PathFinder: Discovering Decision Pathways in Deep Neural Networks
This provides a method for improving interpretability in deep learning, particularly for fully-connected layers, but it is incremental as it builds on existing clustering and visualization techniques.
The paper tackles the problem of explainability in deep neural networks by identifying decision pathways through clustering activation patterns across layers, revealing that instances of the same class follow a small number of cluster sequences, which helps explain classification decisions and detect outliers.

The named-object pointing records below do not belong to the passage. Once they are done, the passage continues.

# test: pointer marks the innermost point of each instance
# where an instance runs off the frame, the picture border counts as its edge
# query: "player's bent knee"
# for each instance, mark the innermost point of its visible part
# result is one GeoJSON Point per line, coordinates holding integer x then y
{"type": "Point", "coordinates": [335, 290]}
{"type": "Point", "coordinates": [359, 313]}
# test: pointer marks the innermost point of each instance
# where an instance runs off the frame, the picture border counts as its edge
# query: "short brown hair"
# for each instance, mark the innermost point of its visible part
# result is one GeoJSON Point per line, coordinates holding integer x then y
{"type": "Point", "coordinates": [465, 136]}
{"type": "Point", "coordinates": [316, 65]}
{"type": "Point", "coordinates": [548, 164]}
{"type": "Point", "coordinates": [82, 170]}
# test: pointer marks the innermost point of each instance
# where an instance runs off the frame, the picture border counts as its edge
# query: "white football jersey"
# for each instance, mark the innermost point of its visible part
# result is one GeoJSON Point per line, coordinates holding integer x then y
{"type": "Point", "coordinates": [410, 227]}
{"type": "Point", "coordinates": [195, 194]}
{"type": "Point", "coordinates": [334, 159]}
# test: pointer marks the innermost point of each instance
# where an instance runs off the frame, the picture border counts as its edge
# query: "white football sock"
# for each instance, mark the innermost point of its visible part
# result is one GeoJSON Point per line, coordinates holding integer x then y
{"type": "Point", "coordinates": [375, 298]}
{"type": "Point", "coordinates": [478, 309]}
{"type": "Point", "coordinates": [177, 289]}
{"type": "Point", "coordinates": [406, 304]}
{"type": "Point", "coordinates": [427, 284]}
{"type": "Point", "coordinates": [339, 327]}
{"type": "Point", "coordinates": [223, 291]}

Explainability is becoming an increasingly important topic for deep neural networks. Though the operation in convolutional layers is easier to understand, processing becomes opaque in fully-connected layers. The basic idea in our work is that each instance, as it flows through the layers, causes a different activation pattern in the hidden layers and in our Paths methodology, we cluster these activation vectors for each hidden layer and then see how the clusters in successive layers connect to one another as activation flows from the input layer to the output. We find that instances of the same class follow a small number of cluster sequences over the layers, which we name ``decision paths." Such paths explain how classification decisions are typically made, and also help us determine outliers that follow unusual paths. We also propose using the Sankey diagram to visualize such pathways. We validate our method with experiments on two feed-forward networks trained on MNIST and CELEB data sets, and one recurrent network trained on PenDigits.